Getting captcha with HTMLUnit(Java)

Discussion in 'General Programming Chat' started by xpro, May 19, 2012.

  1. xpro

    xpro Regular Member

    Joined:
    Jan 21, 2009
    Messages:
    416
    Likes Received:
    16
    I've decided to give HTMLUnit a try since its supposed to support Javascript, I've decided to make a Hushmail account creator with it as I know Hushmail needs JS in order to work. What I'm stuck at now is dealing with the captcha. Hushmail uses one URL for captcha.

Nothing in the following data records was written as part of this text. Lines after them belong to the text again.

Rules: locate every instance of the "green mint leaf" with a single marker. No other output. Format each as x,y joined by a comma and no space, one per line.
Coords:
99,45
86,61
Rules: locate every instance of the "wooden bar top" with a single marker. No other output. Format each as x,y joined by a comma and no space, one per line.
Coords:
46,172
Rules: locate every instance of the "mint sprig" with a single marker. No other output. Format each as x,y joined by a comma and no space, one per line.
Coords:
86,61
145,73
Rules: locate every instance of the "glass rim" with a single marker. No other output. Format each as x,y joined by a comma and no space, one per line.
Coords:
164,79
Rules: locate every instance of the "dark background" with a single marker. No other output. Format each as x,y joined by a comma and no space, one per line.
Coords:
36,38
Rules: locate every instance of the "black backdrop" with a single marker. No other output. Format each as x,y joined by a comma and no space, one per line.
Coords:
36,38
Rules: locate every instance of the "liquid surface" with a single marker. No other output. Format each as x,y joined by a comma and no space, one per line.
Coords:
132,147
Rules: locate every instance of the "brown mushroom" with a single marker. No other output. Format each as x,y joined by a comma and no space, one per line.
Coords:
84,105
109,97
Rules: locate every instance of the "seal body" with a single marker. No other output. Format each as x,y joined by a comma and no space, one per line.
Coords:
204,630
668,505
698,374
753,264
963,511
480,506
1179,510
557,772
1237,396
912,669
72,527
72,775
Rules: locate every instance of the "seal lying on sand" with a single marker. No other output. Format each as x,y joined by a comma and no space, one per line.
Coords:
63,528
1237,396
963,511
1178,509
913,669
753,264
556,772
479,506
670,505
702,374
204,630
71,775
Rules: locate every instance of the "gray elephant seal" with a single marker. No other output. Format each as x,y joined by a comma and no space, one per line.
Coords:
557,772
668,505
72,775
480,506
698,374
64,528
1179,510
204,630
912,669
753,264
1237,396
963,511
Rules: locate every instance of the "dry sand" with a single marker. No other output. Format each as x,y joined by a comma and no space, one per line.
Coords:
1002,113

    https://www.hushmail.com/signup/turingimage?hush_domain=hushmail.com

    I looked at this in Fiddler and whenever that page is visited cookies are placed in the browser. So I'm thinking all I need to do is go to that page with HTTPUnit so it can get its cookies and the image itself.

    webClient.getPage("https://www.hushmail.com/signup/turingimage?hush_domain=hushmail.com");

    I Googled this but I can't find a way to actually save that onto my hard disk. Any idea how to save that image and at the same time get the cookies the page responses with?
     
  2. ionutcib

    ionutcib Junior Member

    Joined:
    Feb 10, 2011
    Messages:
    116
    Likes Received:
    8
    Occupation:
    Java Programmer
    webClient.getPage(...) returns a HtmlPage object that has a void save(File file) method that saves the HTML page including images. Let me know if this works in this case.
     
  3. skrode

    skrode Junior Member

    Joined:
    Nov 13, 2011
    Messages:
    103
    Likes Received:
    16
    you can use following code to save captcha image

    Code:
    ImageIO.write(ImageIO.read(new URL("https://www.hushmail.com/signup/turingimage?hush_domain=hushmail.com")), "jpg", new File("C:\\captcha.jpg"));
    
    and for cookies: webClient.getCookieManager().getCookies();
     
    Last edited: Jun 13, 2012
  4. ionutcib

    ionutcib Junior Member

    Joined:
    Feb 10, 2011
    Messages:
    116
    Likes Received:
    8
    Occupation:
    Java Programmer
    You have to keep in mind that using ImageIO method you access that link twice...so the initial captcha will be different than the captcha loaded by the webClient.getPage(...) but maybe this should not be a problem...you should solve just the second(the saved) captcha probably.